# Best/Easiest Lure for Pickeral



## Leibs16 (Apr 9, 2008)

Hey Gents,

I’m heading up to the Poconos this weekend and I'd like to catch and release some snot rockets. I've never caught any before. What would you suggest the easiest way to catch these bad boys is? Need help fast as I’m heading up Friday.

Thanks,
Leibs


----------



## jkbirocz (Apr 9, 2008)

This time of year I would go with hard jerkbaits and senkos.

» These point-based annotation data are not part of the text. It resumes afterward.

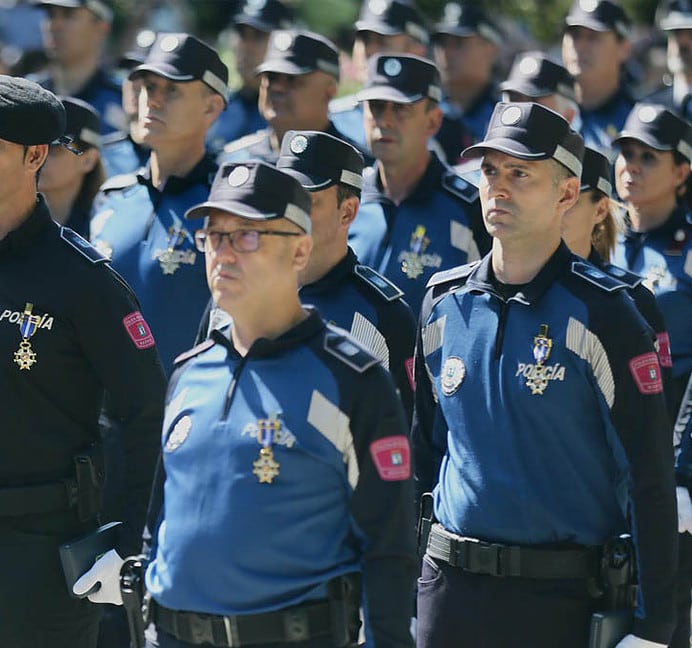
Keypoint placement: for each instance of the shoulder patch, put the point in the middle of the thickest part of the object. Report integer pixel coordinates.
(86, 249)
(121, 181)
(340, 344)
(457, 186)
(597, 277)
(630, 279)
(245, 141)
(382, 285)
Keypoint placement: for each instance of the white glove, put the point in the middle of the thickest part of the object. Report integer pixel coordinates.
(630, 641)
(684, 509)
(105, 574)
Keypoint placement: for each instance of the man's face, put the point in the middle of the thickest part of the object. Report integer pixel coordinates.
(399, 131)
(72, 34)
(173, 112)
(296, 102)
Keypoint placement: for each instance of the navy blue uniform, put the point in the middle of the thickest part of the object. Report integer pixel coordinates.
(151, 244)
(340, 503)
(526, 430)
(89, 340)
(437, 226)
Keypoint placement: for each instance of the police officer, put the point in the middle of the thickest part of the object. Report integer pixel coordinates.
(595, 46)
(281, 490)
(539, 418)
(138, 218)
(298, 78)
(417, 216)
(251, 26)
(383, 27)
(71, 331)
(76, 32)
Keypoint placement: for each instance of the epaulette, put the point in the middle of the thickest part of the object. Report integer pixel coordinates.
(382, 285)
(86, 249)
(343, 104)
(630, 279)
(459, 187)
(245, 141)
(121, 181)
(196, 350)
(340, 344)
(597, 277)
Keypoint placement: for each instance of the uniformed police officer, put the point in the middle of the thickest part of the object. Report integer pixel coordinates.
(70, 331)
(251, 25)
(138, 219)
(298, 78)
(595, 46)
(285, 452)
(540, 418)
(417, 216)
(75, 35)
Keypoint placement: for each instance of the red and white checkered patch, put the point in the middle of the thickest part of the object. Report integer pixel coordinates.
(138, 330)
(392, 458)
(647, 373)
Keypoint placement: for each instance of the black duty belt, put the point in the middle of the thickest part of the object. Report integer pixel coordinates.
(494, 559)
(291, 625)
(38, 499)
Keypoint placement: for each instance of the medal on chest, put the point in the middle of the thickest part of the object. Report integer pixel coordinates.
(25, 356)
(265, 467)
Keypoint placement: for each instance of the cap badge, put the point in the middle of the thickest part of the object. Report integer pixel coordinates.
(392, 67)
(647, 114)
(170, 43)
(298, 144)
(511, 116)
(239, 176)
(452, 375)
(528, 65)
(283, 41)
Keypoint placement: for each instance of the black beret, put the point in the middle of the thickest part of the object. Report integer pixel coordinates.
(29, 114)
(319, 160)
(257, 191)
(529, 131)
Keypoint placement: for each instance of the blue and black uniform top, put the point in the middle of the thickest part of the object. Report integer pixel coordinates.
(230, 542)
(540, 418)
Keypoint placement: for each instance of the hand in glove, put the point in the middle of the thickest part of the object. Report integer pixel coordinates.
(630, 641)
(684, 509)
(105, 575)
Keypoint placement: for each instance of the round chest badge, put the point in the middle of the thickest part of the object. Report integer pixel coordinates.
(239, 176)
(178, 434)
(452, 375)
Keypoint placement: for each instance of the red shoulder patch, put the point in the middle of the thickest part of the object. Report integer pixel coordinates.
(138, 330)
(647, 373)
(392, 458)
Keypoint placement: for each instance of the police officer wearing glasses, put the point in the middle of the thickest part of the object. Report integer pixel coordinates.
(285, 452)
(540, 422)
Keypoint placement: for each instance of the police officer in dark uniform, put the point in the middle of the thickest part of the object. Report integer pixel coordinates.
(71, 332)
(540, 418)
(285, 449)
(76, 33)
(252, 24)
(298, 78)
(138, 218)
(416, 216)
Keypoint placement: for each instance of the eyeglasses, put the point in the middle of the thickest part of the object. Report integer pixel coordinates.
(240, 240)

Good luck


----------



## bcritch (Apr 9, 2008)

Mepps Black Fury Spinners - They never fail me  

https://mepps.com/products/info/index.php?pffk=info_blackfuryplaintreble_128&tab=fishspecies

https://mepps.com/lure_selection_guide/view.php?id=13


----------



## Captain Ahab (Apr 9, 2008)

Wingmans are great for anything!


----------



## FishinsMyLife (Apr 9, 2008)

X-Raps will catch them any time, and if the water is warm enough, a Horny Toad will really produce. I had 4 times as many hits as my friend fishing all kinds of other topwaters in the Pickerel Pond last summer when I was using a Horny Toad. If I could have hooked even half the picks that hit it.... They will take a live shiner or bream (and any other live bait probably) but I'm not sure if you wanted that.


----------



## Captain Ahab (Apr 9, 2008)

Leibs16 said:


> Hey Gents,
> 
> I’m heading up to the Poconos this weekend and I'd like to catch and release some snot rockets. I've never caught any before. What would you suggest the easiest way to catch these bad boys is? Need help fast as I’m heading up Friday.
> 
> ...



Use hooks!


----------



## slim357 (Apr 9, 2008)

dont know too much about them but id use search baits, and cover a lot of water.


----------